Whenever im using VPSBoard from my work-place, it shows "Sorry, you don't have permission for that!"

I remember I contacted MannDude and he confirmed the IPs should not be banned etc but I can post a topic here to see if someone else is also getting the same

Is there a community-wide plugin that restricts traffic from Pakistani IPs? Because I can access it just fine on my VPN (US-based)


----------



## mojeda (Mar 17, 2015)

@MannDude check the Spam Service logs in the ACP Under Stats & Logs -> Logs -> Spam Service Logs


----------



## HalfEatenPie (Mar 17, 2015)

Hm I'm looking into it now.



Asim said:


> Whenever im using VPSBoard from my work-place, it shows "Sorry, you don't have permission for that!"
> 
> I remember I contacted MannDude and he confirmed the IPs should not be banned etc but I can post a topic here to see if someone else is also getting the same
> 
> Is there a community-wide plugin that restricts traffic from Pakistani IPs?
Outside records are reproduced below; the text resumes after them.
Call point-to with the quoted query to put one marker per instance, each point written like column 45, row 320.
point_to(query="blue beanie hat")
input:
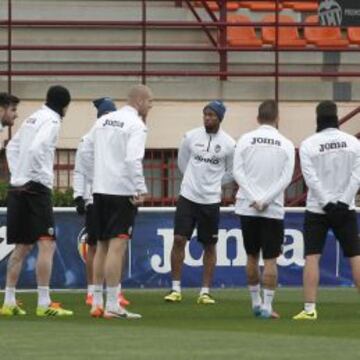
column 104, row 106
column 218, row 107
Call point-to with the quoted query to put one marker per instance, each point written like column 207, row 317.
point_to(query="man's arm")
column 281, row 184
column 229, row 164
column 354, row 183
column 13, row 152
column 184, row 153
column 239, row 171
column 135, row 152
column 311, row 178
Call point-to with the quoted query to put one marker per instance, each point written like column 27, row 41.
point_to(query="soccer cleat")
column 97, row 311
column 303, row 315
column 54, row 309
column 12, row 310
column 205, row 299
column 121, row 314
column 123, row 302
column 265, row 314
column 173, row 296
column 89, row 299
column 256, row 310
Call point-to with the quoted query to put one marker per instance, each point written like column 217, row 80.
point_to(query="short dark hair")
column 268, row 111
column 8, row 99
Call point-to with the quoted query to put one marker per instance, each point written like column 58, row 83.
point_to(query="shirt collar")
column 53, row 113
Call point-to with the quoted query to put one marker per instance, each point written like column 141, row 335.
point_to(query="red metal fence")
column 161, row 171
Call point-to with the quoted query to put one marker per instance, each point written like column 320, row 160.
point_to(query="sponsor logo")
column 115, row 123
column 267, row 141
column 213, row 160
column 330, row 13
column 332, row 146
column 5, row 249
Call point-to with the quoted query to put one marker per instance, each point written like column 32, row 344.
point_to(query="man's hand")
column 138, row 200
column 80, row 205
column 257, row 205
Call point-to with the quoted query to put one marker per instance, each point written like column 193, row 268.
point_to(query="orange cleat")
column 97, row 312
column 123, row 302
column 89, row 299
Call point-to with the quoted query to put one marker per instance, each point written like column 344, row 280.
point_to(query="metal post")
column 9, row 72
column 222, row 40
column 143, row 60
column 277, row 51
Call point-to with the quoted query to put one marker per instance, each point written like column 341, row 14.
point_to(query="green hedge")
column 60, row 198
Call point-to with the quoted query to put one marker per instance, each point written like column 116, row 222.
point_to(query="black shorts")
column 316, row 227
column 260, row 233
column 29, row 214
column 114, row 216
column 206, row 217
column 90, row 225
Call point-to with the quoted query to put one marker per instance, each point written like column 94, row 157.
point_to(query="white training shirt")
column 113, row 153
column 263, row 168
column 30, row 153
column 81, row 184
column 206, row 162
column 330, row 163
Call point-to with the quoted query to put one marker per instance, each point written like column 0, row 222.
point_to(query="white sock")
column 268, row 299
column 176, row 285
column 309, row 307
column 10, row 299
column 44, row 296
column 98, row 296
column 255, row 295
column 91, row 289
column 204, row 291
column 112, row 298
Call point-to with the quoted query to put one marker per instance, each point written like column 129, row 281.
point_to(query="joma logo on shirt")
column 113, row 123
column 213, row 161
column 333, row 145
column 265, row 141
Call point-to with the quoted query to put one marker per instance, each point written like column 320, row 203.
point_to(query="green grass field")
column 226, row 330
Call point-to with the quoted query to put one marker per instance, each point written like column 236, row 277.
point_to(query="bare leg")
column 311, row 278
column 90, row 264
column 355, row 268
column 114, row 261
column 44, row 261
column 177, row 257
column 209, row 262
column 14, row 264
column 252, row 270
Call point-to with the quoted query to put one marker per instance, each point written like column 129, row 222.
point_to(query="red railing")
column 160, row 165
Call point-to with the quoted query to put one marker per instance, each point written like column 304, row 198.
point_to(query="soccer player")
column 114, row 152
column 84, row 205
column 330, row 163
column 263, row 168
column 30, row 156
column 8, row 109
column 205, row 158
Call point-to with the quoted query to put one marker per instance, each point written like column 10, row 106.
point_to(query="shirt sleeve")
column 79, row 179
column 135, row 152
column 184, row 153
column 279, row 186
column 229, row 164
column 354, row 183
column 45, row 141
column 13, row 151
column 239, row 171
column 312, row 180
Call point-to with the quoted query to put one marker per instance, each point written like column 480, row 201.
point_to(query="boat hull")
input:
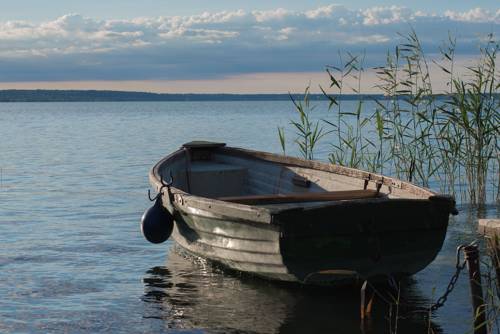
column 335, row 244
column 331, row 242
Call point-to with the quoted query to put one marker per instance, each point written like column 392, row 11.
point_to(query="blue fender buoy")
column 157, row 223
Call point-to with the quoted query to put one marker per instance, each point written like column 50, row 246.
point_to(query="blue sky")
column 119, row 9
column 163, row 45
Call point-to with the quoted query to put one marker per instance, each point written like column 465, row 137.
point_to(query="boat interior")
column 226, row 174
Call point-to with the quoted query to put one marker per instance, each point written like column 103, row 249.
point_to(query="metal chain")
column 459, row 266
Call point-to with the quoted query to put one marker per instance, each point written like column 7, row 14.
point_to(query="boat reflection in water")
column 192, row 294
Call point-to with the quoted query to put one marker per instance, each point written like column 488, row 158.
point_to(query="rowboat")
column 289, row 219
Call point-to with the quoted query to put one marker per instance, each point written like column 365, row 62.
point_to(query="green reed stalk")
column 414, row 134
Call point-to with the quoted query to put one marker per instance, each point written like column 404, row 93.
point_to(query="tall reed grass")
column 413, row 133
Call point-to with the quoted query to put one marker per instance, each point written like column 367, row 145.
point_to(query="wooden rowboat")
column 296, row 220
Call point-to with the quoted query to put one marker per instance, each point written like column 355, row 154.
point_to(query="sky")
column 219, row 46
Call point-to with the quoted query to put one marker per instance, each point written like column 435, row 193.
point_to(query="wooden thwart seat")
column 302, row 197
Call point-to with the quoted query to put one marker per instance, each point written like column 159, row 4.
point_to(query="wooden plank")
column 302, row 197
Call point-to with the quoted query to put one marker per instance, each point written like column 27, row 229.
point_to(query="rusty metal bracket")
column 366, row 304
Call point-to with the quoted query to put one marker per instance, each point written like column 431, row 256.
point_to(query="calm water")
column 73, row 184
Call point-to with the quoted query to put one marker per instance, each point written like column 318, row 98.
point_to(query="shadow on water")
column 189, row 293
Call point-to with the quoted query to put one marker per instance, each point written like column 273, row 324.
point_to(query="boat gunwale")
column 218, row 209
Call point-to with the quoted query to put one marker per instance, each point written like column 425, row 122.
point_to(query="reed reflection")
column 189, row 293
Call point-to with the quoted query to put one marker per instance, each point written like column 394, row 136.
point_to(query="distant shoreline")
column 42, row 95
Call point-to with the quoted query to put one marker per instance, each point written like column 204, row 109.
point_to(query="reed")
column 449, row 140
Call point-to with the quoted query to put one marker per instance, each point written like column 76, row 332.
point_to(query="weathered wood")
column 489, row 227
column 302, row 197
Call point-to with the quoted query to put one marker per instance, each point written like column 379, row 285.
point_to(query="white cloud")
column 234, row 40
column 477, row 15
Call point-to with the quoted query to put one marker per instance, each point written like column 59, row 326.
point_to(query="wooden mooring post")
column 478, row 306
column 490, row 229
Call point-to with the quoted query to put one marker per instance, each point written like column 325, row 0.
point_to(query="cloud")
column 75, row 47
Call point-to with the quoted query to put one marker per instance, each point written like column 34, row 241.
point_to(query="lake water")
column 73, row 186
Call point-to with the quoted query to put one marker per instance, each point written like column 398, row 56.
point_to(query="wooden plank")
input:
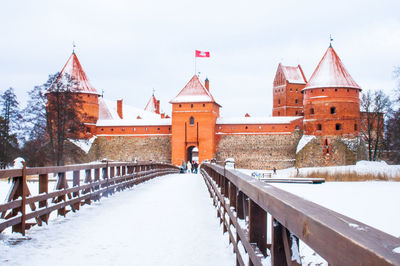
column 315, row 225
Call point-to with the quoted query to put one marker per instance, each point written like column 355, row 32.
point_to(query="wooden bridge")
column 247, row 209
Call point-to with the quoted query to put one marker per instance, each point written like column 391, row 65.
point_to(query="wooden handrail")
column 338, row 239
column 108, row 178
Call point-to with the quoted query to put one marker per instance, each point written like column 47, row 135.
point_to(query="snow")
column 135, row 122
column 374, row 203
column 303, row 142
column 293, row 74
column 257, row 120
column 84, row 144
column 75, row 70
column 194, row 91
column 331, row 72
column 154, row 223
column 362, row 167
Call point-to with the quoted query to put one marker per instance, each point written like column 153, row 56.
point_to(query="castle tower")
column 287, row 96
column 153, row 105
column 86, row 93
column 194, row 115
column 331, row 99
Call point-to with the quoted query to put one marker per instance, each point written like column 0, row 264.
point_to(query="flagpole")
column 195, row 63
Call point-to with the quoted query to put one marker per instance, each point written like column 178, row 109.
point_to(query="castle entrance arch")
column 192, row 154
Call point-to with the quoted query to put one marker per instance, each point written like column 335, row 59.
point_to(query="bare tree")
column 374, row 105
column 10, row 119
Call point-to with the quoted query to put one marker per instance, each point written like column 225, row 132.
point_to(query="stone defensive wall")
column 262, row 151
column 128, row 148
column 342, row 151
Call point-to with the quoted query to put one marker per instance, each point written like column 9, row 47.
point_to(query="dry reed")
column 351, row 176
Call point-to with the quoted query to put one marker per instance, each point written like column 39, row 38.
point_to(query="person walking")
column 195, row 166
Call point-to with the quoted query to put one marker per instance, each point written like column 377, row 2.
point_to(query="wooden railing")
column 100, row 180
column 340, row 240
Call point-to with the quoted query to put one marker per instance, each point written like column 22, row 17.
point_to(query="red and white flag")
column 202, row 54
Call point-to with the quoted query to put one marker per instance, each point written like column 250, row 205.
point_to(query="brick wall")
column 259, row 151
column 157, row 148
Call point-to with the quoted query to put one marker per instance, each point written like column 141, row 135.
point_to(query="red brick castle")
column 314, row 122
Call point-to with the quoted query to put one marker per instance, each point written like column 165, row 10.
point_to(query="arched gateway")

Because I can access it just fine on my VPN (US-based)



That's a very odd problem you have there.  Mind PM-ing me the IP that doesn't work?

Thanks!


----------



## Asim (Mar 17, 2015)

PM'd my ips


----------



## HalfEatenPie (Mar 17, 2015)

Asim said:


> PM'd my ips


Thanks got the PM!

I think I took care of everything now!  The server/system apparently thought you were a malicious IP or sorts.  Anyways got you off the the list!


----------



## MannDude (Mar 17, 2015)

@HalfEatenPie to the rescue while I sleep!

Good to see it resolved


----------



## Asim (Mar 17, 2015)

Thanks @HalfEatenPie & @MannDude


----------



## HalfEatenPie (Mar 17, 2015)

Asim said:


> Thanks @HalfEatenPie & @MannDude


Not a problem buddy.  It's what I'm here for.

If it's still giving you some grief let me know directly and I'll tear IPB a new one


----------